The positive predicted value gives the probability that a land cover on the ground is classified correctly on the map. The bare prediction was lowest for the Random Forest single polarised images. A slight improvement was observed for the texture features with the best prediction ability recorded for the PCA features. Similarly, prediction ability for the vegetated land cover class was lowest for the single polarised images and highest for the PCA features. It was noted that the prediction for vegetated areas was slightly lower than for the bare area when dealing with the PCA features. All the classifiers correctly mapped built up areas at high precision, greater than 0.8, except for single polarized images Random Forest and NeuralNet. Classification of water was high with a precision of 0.9 to 1 due to its unique low backscatter characteristics. The complete tables of overall accuracies, kappa coefficients, sensitivity and positive predicted values are in the Appendix A2-A11.

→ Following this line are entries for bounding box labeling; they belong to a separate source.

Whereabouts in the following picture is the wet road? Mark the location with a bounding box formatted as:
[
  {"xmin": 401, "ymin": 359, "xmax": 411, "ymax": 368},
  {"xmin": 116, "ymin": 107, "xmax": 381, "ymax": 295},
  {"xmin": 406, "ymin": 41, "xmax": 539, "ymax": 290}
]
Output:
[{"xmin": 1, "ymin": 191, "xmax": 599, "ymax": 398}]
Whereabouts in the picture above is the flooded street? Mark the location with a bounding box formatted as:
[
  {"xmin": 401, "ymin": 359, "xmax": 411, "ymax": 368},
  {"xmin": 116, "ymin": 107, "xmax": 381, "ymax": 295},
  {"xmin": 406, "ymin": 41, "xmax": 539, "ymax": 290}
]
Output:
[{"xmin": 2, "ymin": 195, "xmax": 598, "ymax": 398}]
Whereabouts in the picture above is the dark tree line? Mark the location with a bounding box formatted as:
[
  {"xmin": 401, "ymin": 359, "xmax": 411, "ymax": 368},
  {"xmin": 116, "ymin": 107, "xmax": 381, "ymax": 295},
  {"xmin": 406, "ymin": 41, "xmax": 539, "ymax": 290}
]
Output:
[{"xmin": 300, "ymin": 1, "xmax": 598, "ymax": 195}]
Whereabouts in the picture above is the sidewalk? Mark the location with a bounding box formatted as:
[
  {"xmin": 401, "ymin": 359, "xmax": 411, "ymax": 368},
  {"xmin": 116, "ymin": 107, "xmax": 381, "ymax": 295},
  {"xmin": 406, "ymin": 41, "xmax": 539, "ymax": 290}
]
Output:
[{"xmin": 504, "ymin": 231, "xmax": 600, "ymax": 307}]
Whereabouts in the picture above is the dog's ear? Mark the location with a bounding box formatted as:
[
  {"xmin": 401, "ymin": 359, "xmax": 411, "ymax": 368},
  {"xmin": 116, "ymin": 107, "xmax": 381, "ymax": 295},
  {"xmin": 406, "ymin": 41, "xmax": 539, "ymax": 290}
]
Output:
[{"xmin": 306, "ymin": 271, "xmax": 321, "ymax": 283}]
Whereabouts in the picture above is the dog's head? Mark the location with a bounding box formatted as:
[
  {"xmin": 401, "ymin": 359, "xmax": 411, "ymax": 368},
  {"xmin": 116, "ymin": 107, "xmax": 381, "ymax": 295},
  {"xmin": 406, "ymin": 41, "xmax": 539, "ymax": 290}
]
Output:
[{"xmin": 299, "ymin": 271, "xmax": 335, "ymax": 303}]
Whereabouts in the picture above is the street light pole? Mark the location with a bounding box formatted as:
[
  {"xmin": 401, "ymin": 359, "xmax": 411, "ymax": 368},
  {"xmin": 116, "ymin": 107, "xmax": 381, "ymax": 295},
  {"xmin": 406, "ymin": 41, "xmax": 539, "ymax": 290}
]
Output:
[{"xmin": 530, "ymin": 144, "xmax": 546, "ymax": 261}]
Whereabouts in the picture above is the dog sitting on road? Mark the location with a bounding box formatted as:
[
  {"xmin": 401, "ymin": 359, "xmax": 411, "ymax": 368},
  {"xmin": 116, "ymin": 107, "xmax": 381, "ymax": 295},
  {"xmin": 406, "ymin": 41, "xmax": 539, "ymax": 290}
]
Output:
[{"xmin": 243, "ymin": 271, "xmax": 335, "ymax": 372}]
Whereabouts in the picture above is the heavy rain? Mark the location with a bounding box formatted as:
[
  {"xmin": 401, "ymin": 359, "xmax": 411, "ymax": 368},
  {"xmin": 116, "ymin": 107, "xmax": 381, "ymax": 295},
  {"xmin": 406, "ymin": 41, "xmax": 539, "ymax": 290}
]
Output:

The classified maps appear identical (Figure 4.4 a, b, c) nonetheless the uncertainty map (Figure 4.4d) reveals the areas with differences between the models. The areas along the Kilombero River have a high uncertainty rate represented by the high values of entropy. Mixed pixels could be a causal effect of the high entropy values as varied covers including submerged vegetation is located within this riparian zone.
68
Figure 4.4: Land cover classifications of selected dates based on Artificial Neural Network (ANN), Support Vector Machine (SVM) and Random Forest (RF). The corresponding Entropy image indicates difference in the assignment of land use classes using the three classifiers low vales (light areas) have common class assigned whereas the high vales (green areas) were different for the three algorithms.
SAR backscatter constitutes contribution from vegetation, soil water content and surface roughness. SAR is an ill-posed problem as different combinations influencing factors can give the same value. The method adopted for selection of training sites involved ratioing backscatter values from two dates. Hence in the selection of non- change areas, land cover changes could have occurred but with no significant magnitude thus assumed to have the same land cover. Inability to decompose the total backscatter into individual contributory elements could introduce errors in classification since the changes recorded could be due to, for example, a change in soil moisture and not necessarily a change in the land cover class. This is a shortcoming of the method adopted though it worked well in general. Additionally, the GLCM texture features are derived from the backscatter values and hence are also subject to influence by vegetation, soil water content and soil roughness (Kurvonen and Hallikainen 1999).